Jeremy Harmon/The Salt Lake Tribune The Salt Lake Temple is seen in a long exposure night shot at Temple Square, Sunday, March 23, 2008.

The Church of Jesus Christ of Latter-day Saints is moving 169 missionaries out of increasingly unstable Nicaragua.

A news release Tuesday said 158 missionaries will remain in the Central American country but are being moved to safe areas.

“Due to growing political instability in Nicaragua, the church is in the process of transferring 169 missionaries out of that country,” church spokesman Daniel Woodruff said in the release. “This includes 37 missionaries from the Nicaragua Managua North Mission, all of whom were nearing the end of their service and will return home.

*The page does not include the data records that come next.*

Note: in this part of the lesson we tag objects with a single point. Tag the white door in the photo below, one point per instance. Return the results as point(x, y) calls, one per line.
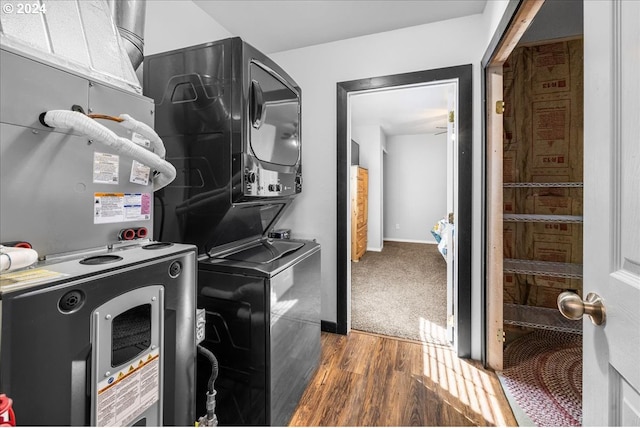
point(452, 196)
point(611, 376)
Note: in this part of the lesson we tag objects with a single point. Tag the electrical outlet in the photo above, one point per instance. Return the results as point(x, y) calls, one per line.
point(201, 318)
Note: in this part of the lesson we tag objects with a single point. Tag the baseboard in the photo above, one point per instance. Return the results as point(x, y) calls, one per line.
point(328, 326)
point(413, 241)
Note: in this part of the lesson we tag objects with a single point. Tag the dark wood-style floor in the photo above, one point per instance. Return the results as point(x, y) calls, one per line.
point(370, 380)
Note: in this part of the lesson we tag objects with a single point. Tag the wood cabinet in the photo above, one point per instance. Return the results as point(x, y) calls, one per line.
point(359, 211)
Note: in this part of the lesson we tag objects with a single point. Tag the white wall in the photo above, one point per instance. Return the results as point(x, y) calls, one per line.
point(371, 139)
point(174, 24)
point(415, 186)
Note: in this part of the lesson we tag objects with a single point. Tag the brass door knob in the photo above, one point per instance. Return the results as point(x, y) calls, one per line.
point(572, 307)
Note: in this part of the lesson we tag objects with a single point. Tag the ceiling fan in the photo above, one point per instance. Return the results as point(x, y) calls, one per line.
point(441, 132)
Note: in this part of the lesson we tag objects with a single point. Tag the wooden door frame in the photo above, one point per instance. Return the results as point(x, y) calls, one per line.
point(463, 74)
point(515, 21)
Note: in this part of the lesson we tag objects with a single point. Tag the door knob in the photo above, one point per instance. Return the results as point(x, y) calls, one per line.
point(573, 308)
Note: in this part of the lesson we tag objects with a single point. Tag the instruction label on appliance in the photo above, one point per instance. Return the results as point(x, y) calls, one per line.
point(106, 168)
point(26, 277)
point(130, 392)
point(139, 173)
point(121, 207)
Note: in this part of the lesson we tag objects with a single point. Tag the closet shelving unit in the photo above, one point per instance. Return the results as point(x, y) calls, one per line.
point(532, 316)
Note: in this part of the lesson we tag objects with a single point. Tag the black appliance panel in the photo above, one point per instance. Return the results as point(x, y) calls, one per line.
point(230, 121)
point(264, 327)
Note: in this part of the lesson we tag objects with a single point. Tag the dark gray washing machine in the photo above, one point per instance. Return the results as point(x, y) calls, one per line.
point(262, 304)
point(230, 119)
point(106, 338)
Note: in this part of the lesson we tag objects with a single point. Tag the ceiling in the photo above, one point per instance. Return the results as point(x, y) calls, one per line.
point(276, 26)
point(404, 111)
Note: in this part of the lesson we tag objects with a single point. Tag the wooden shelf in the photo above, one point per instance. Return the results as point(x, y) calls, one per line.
point(534, 267)
point(529, 185)
point(540, 318)
point(542, 218)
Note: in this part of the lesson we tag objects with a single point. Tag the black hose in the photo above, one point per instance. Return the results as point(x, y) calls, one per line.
point(214, 366)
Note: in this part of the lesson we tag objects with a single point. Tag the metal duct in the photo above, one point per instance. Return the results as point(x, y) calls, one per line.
point(129, 16)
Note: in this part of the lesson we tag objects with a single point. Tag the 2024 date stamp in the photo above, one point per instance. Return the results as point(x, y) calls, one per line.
point(24, 8)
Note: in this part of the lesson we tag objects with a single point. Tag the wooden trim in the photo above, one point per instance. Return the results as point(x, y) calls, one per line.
point(494, 227)
point(521, 21)
point(556, 40)
point(519, 18)
point(328, 326)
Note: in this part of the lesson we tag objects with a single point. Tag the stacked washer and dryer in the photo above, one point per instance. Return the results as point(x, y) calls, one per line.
point(98, 328)
point(231, 121)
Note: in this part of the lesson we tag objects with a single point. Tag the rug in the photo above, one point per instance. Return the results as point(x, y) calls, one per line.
point(401, 292)
point(543, 372)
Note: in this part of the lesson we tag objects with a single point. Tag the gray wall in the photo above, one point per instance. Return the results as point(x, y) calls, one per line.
point(415, 186)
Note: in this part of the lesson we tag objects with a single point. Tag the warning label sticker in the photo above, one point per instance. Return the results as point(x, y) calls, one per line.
point(120, 207)
point(29, 276)
point(106, 168)
point(126, 395)
point(139, 173)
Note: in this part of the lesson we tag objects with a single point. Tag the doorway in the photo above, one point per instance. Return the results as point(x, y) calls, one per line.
point(401, 138)
point(461, 319)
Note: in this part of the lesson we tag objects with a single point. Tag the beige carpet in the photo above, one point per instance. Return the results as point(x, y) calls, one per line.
point(401, 292)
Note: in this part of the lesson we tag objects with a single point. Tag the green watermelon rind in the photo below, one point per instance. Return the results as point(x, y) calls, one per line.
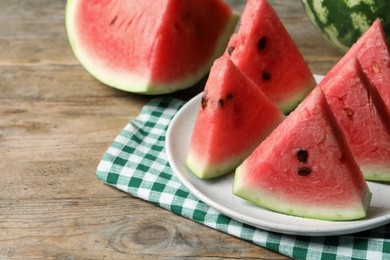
point(342, 23)
point(131, 82)
point(274, 203)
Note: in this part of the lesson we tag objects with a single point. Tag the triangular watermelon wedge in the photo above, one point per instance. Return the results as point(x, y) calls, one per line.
point(233, 118)
point(305, 168)
point(265, 52)
point(361, 114)
point(372, 51)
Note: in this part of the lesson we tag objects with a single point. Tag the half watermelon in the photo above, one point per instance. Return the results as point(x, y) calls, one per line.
point(305, 168)
point(362, 116)
point(265, 52)
point(233, 118)
point(149, 47)
point(372, 51)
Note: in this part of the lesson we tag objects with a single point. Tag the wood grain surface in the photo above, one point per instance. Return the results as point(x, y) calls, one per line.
point(56, 121)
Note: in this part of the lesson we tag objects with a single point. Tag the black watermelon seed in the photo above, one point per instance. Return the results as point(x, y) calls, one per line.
point(304, 171)
point(262, 43)
point(302, 155)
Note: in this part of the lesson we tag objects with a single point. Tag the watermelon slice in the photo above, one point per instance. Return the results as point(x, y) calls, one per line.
point(305, 168)
point(149, 47)
point(264, 51)
point(373, 53)
point(233, 118)
point(360, 113)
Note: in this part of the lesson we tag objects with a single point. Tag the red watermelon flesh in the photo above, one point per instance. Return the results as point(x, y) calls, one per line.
point(361, 115)
point(372, 51)
point(149, 46)
point(264, 51)
point(305, 168)
point(233, 118)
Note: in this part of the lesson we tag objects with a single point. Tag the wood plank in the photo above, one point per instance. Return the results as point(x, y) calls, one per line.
point(56, 121)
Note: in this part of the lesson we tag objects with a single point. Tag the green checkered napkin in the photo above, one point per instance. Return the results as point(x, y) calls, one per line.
point(136, 163)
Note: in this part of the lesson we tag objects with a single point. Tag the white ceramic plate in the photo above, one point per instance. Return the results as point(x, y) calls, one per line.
point(217, 193)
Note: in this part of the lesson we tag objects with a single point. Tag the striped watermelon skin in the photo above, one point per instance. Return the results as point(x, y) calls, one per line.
point(342, 22)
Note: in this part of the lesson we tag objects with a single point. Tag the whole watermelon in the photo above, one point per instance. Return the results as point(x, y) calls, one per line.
point(342, 22)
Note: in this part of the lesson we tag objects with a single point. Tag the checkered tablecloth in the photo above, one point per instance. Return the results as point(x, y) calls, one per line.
point(136, 162)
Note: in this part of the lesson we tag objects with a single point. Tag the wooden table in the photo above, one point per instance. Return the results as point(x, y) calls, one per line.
point(56, 121)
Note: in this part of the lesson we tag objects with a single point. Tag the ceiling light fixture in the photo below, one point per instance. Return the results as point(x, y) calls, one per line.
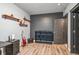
point(59, 4)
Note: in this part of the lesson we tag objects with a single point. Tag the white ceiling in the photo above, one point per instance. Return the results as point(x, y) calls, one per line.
point(42, 8)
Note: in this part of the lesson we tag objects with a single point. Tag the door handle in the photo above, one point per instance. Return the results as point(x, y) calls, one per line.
point(73, 31)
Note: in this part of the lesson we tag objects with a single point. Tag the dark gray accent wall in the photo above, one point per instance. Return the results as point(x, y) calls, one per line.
point(43, 22)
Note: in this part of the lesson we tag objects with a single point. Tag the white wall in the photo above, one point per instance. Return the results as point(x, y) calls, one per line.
point(67, 11)
point(8, 27)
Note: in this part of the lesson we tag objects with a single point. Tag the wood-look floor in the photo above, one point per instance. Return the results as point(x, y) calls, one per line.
point(43, 49)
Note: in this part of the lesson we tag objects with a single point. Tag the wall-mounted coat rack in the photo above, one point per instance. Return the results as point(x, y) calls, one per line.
point(21, 22)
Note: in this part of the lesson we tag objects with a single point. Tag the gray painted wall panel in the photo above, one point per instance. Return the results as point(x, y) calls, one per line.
point(43, 22)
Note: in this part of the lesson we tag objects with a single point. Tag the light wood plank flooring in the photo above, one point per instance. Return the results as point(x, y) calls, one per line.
point(43, 49)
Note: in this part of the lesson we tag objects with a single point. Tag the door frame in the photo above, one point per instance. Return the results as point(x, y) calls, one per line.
point(72, 13)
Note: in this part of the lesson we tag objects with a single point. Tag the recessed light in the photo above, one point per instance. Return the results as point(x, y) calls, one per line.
point(59, 4)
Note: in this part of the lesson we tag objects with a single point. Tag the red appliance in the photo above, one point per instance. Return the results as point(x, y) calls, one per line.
point(23, 41)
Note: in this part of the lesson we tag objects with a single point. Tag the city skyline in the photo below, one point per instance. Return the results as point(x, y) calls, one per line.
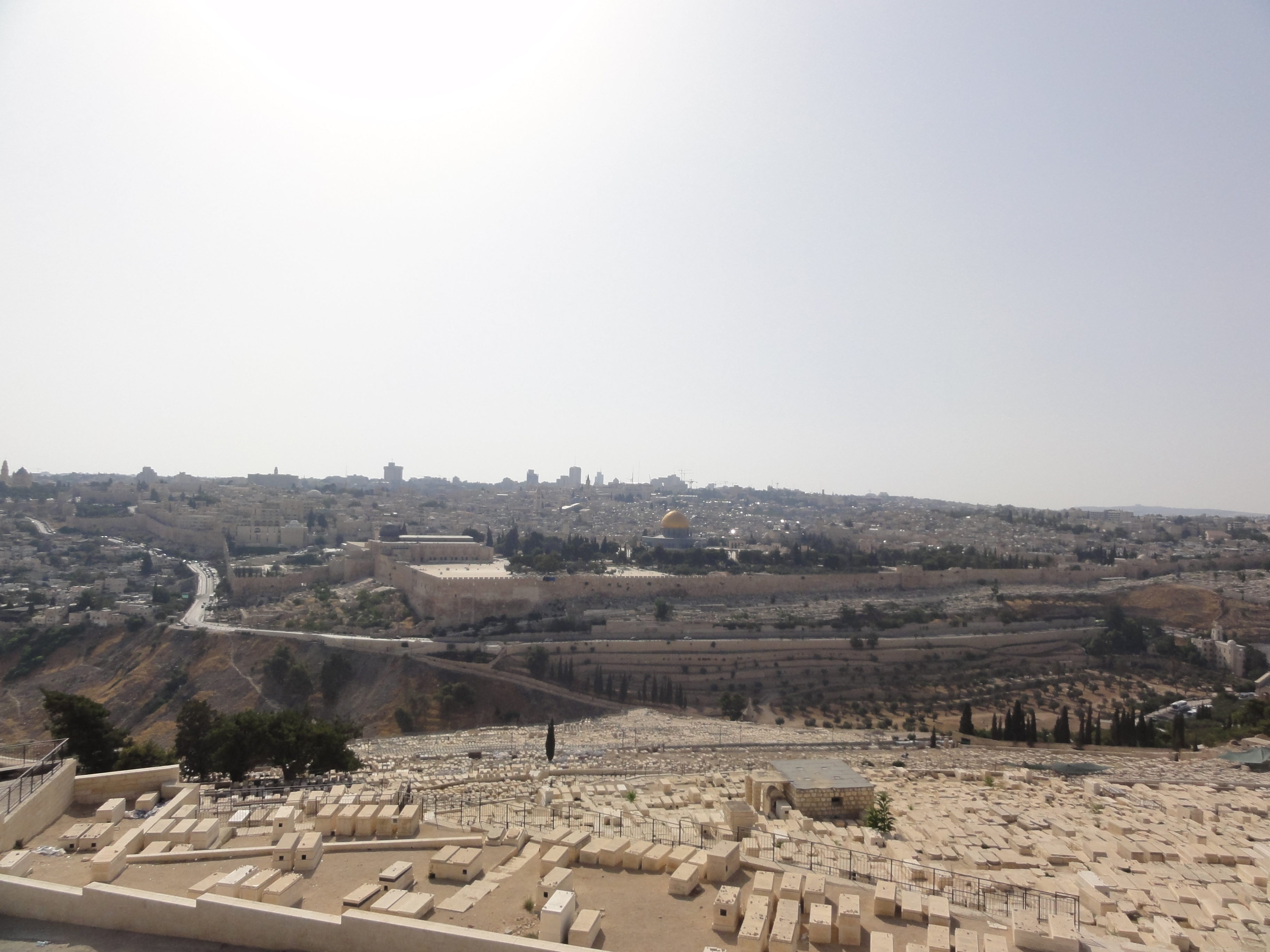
point(1160, 508)
point(990, 253)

“In the Nicaragua Managua South Mission, 20 missionaries will return home while 112 missionaries will be temporarily reassigned to other missions in North America, South America and the Caribbean.”

Only last month, LDS Church President Russell M. Nelson announced the church would build a temple in Managua, the church’s first in Nicaragua.

Demonstrations began in April as Nicaraguans protested social security reforms. The protests have expanded into calls for President Daniel Ortega to step down. Thirty-eight people died in a span of days during April rallies.

Matt Martinich, an independent LDS demographer who lives in Colorado, said the LDS Church made similar decisions over the decades, including when it removed North American missionaries from Venezuela in 2005.

“Missionaries [in Nicaragua] have reported being on lockdown for extended periods of time before this announcement was made,” Martinich said. “So it sounds like it was not taken lightly.

“The church has had quite a unique history in Nicaragua,” Martinich added. “For example, the church lost all of its property in the 1980s.”

Woodruff said the transfers affect missionaries of more than a dozen nationalities.

The Utah-based faith has nearly 100,000 members in Nicaragua and more than 100 congregations.